Another difference is the effect of control variables. For high income countries, real GDP growth rate has a positive influence on performance of start-up SMEs, whilst for the other group of countries a negative influence. This may be due to the fact that increasing the level of real GDP for the more developed countries can be seen as a catalyst for business, and especially for those at the beginning of the road, offering them increased opportunities and simulating them to improve their performance.

The same was observed in the case of inflation, negative effects on ROE of start-up SMEs from high income countries, and positive effects on profit margin from upper middle income countries. In high income countries increased inflation determines an increase of prices and of the costs of enterprises, affecting also their investments and generating negative effects on performance. On the other hand, in upper middle income countries inflation reduces the real value of the enterprises debt with positive effects on their performance. These findings are in line with those of Maimunah and Patmawati (2018).

The values of R squared adjusted for the models analysed in Table 6 are between 52 and 96% showing that the variables expressing the indebtedness of start-up SMEs from our models explain in a high proportion the variation of the performance indicators. Also, the F statistics shows that our panel data models are significant.

5 Conclusions

The aim of our research was to determine if exists a relationship between the financing decision of small and medium enterprises start-ups and their performance. The analysis is conducted on start-up SMEs from 14 Central and Eastern European countries for the period from 2015 to 2019. The total number of firms included in the analysis was 7294. This firm belongs to different sectors of activity. For a more in depth analysis we grouped the countries in the sample according to their level of development, and realized a comparative analysis between groups.
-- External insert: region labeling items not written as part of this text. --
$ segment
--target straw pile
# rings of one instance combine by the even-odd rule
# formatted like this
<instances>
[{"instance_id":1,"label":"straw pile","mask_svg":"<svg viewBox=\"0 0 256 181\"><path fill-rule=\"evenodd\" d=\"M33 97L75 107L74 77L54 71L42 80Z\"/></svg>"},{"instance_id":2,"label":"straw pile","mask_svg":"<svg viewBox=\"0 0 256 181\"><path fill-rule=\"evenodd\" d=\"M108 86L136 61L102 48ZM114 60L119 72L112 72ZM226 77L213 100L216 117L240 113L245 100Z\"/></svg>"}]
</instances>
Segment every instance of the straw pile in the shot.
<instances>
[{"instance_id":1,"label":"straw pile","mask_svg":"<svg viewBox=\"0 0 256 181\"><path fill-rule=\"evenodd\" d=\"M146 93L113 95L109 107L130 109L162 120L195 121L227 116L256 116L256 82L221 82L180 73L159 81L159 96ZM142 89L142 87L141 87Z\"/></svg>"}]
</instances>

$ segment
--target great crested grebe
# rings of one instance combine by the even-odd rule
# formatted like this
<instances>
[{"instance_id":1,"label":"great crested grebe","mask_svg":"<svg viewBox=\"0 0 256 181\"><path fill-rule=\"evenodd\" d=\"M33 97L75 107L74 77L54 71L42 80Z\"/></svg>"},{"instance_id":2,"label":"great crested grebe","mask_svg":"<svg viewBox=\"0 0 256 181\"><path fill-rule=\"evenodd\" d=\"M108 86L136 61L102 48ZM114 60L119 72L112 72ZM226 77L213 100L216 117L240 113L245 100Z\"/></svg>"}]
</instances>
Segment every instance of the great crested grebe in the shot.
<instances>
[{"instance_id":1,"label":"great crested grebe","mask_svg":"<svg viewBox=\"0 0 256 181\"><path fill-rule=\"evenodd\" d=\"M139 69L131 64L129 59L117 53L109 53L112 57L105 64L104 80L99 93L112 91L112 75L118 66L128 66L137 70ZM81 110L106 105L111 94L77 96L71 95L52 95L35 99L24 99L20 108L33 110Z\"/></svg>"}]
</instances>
The results of the panel data analysis reveal that the financing decision of firms is an important factor in determining their performance. More clearly long-term debt resulted to be positively related with SMEs performance both for total sample and also by groups of countries. Current liabilities resulted to be positively related only with Profit margin for the total sample of countries. Whilst gearing ratio resulted to have a negative relation with performance regardless of the performance measurement method but also of the analysed sample.

Our results are mainly in line with the findings of some studies from the literature but at the same time they are in contradiction with other studies. The results depend on the particularities of the countries analysed in different studies, the periods considered but also the characteristics of the analysed enterprises.

The added value of our study comes from considering almost all the countries from the CEE region and also a large sample of start-ups SMEs. Another element of novelty lies in the grouping of countries according to their degree of development and the comparison of the results obtained for the two groups. We consider that our findings could be of interest both to researchers and policy-makers. On the one hand, because it offers new evidence on the relationship between companies’ indebtedness and their performance, with emphasis on enterprises at the beginning of the road. On the other hand, because it shows what financing methods can increase the performance of SMEs at the beginning of activity, thus providing a starting point for policy-makers in decision-making and the adoption of programs to support access to finance for these categories of enterprises.

The limitations of our study come from the availability of the data for the indicators that measure the indebtedness of SMEs. In order to extend the results of this study, we want to include in the analysis all the countries from Europe, but also to group the SMEs according to the sector of activity.